Ik ben al zolang ik me kan herinneren padvinder, al heet dat officieel niet meer zo. Een commissie binnen Scouting Nederland heeft op enig moment besloten dat de term padvinder te belegen geworden was. Te vatbaar voor flauwe grappen, druipend van clichés. Kennelijk is scout een hippere term. De meest directe vertaling van scout naar het Nederlands is ‘verkenner’. Ik ben zelf eigenlijk verre van hip, maar hip of niet, verkenner is wel een goed woord.
Als je de twee termen tegen elkaar afweegt, dan is padvinder namelijk pretentieuzer. Er ligt de expliciete belofte in opgesloten dat je niet alleen iets verkent, maar vooral ook iets vindt. Zelf vind ik meestal overal wel iets van, maar dingen vind ik eigenlijk zelden. Ik ben vooral vaak dingen kwijt. Paspoort in Praag, jas in Amsterdam, volleybalshirt in mijn huis, koffiekaart in mijn jas…
Ik kan dan zakken en kasten verkennen, en in extreme gevallen verlorenofgevonden.nl, maar tot echte vinder heb ik mezelf nooit doorontwikkeld. Wel komen, zelden door mijn eigen toedoen, veel zaken op de een of andere manier wel weer boven water. Materiële wanorde correleert bij mij overigens sterk significant met werkdruk. Voor mij is de verloren koffiepas en de dubbele afspraak dan ook een signaal dat er teveel op mijn bord ligt. Soms hebben andere mensen daar dan ook last van.

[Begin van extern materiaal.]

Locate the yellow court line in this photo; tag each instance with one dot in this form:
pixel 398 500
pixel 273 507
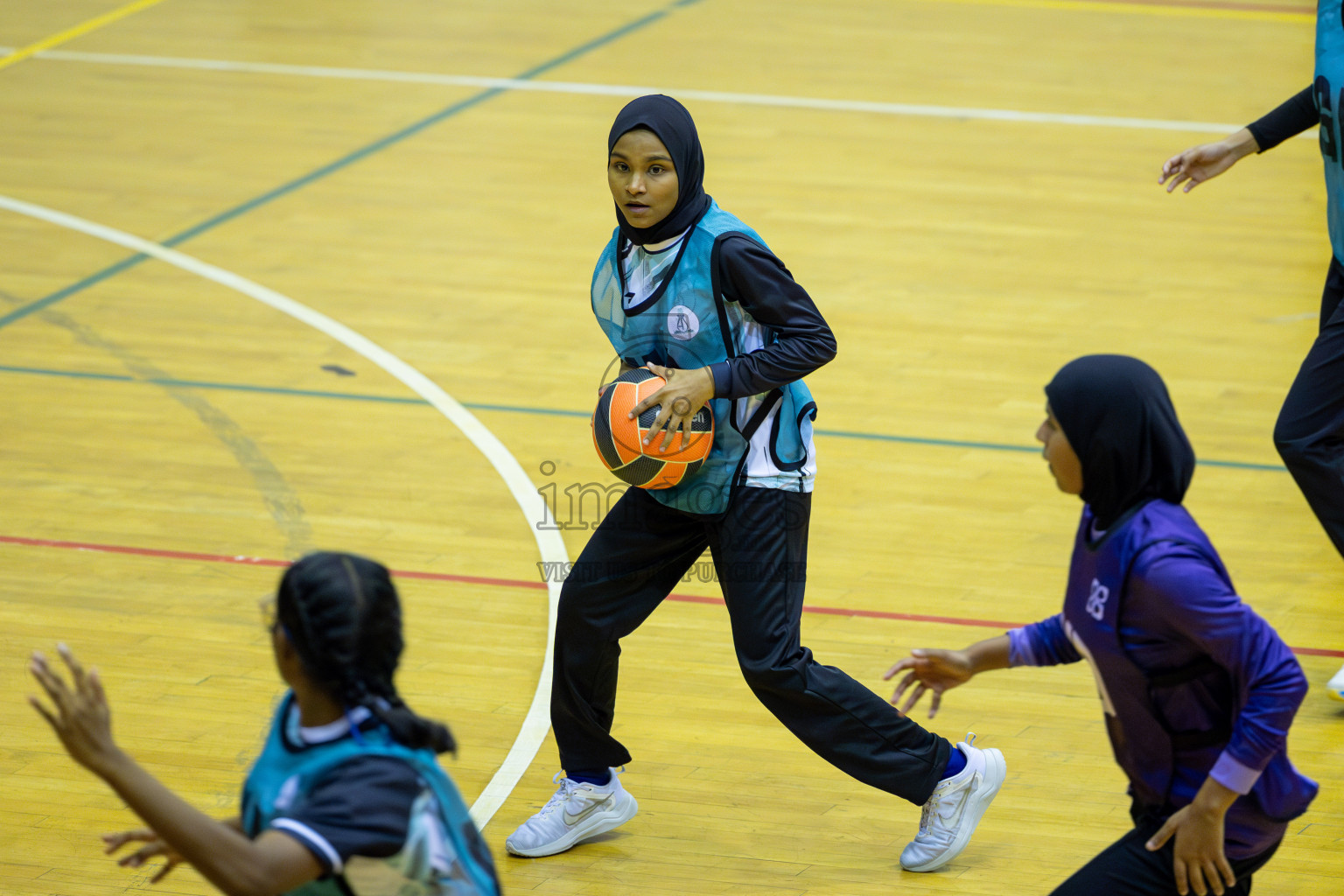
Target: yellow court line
pixel 1151 8
pixel 80 30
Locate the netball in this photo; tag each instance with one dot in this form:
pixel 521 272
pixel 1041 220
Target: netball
pixel 620 439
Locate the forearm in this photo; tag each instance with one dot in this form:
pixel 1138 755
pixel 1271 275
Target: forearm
pixel 1242 144
pixel 1288 120
pixel 217 850
pixel 1214 800
pixel 990 653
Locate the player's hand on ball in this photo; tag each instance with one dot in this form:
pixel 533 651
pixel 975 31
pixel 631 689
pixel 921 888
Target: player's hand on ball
pixel 929 670
pixel 80 718
pixel 153 848
pixel 684 394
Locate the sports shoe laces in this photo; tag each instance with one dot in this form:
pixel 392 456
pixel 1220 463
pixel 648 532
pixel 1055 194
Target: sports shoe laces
pixel 935 823
pixel 561 795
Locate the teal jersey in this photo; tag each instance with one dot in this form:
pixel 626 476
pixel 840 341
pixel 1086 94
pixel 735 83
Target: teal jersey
pixel 1329 97
pixel 443 853
pixel 687 324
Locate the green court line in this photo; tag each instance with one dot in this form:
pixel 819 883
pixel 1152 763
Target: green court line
pixel 344 161
pixel 551 411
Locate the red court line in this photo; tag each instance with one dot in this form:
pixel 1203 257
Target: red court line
pixel 524 584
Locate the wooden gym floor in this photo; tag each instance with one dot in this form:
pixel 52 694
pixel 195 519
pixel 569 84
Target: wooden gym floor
pixel 967 187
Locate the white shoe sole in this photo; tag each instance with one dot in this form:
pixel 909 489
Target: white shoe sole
pixel 995 773
pixel 592 826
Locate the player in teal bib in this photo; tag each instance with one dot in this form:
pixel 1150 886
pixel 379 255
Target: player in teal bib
pixel 689 324
pixel 690 291
pixel 346 798
pixel 1309 433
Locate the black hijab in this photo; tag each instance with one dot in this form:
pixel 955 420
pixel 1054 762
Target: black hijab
pixel 1120 421
pixel 672 124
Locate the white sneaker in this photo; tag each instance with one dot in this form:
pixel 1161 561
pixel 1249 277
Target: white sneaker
pixel 1336 685
pixel 955 808
pixel 576 813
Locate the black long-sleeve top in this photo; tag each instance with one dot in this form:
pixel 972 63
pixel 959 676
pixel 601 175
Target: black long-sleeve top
pixel 752 276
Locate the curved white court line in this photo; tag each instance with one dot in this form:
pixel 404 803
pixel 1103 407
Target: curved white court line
pixel 967 113
pixel 538 719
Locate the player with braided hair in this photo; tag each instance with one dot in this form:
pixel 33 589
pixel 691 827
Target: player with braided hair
pixel 346 798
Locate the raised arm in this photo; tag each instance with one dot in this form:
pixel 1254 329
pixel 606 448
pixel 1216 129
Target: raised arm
pixel 80 719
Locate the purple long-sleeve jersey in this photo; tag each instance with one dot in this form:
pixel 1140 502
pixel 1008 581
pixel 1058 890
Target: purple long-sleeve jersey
pixel 1178 609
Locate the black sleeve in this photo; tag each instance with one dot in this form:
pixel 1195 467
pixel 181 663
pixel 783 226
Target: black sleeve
pixel 1289 120
pixel 360 808
pixel 752 276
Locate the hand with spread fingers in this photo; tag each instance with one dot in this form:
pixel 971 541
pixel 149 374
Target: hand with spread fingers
pixel 153 848
pixel 929 670
pixel 1206 161
pixel 80 717
pixel 683 396
pixel 1199 861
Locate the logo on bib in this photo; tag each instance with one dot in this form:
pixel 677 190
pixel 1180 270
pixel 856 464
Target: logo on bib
pixel 1097 601
pixel 683 324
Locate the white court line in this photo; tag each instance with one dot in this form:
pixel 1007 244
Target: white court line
pixel 538 719
pixel 622 90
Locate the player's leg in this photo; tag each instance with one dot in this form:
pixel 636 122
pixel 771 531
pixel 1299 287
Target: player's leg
pixel 634 557
pixel 1126 868
pixel 1309 433
pixel 760 550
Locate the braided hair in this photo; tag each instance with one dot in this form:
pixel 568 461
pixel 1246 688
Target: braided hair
pixel 344 620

Nou ja, ook. Andere mensen hebben daar last van. Op korte termijn levert het me zelf weleens paniek op – ik moet nu weg, waar zijn mijn sleutels? –, maar verder doet het me niet zo vreselijk veel. Dan ben je even wat kwijt, tsja. De ervaring leert dat de langetermijneffecten verwaarloosbaar zijn, ook als dingen niet weer opduiken. Dat geldt voor passen, shirts, en sleutels, maar zeer beslist ook voor verloren of überhaupt nooit gevonden paden.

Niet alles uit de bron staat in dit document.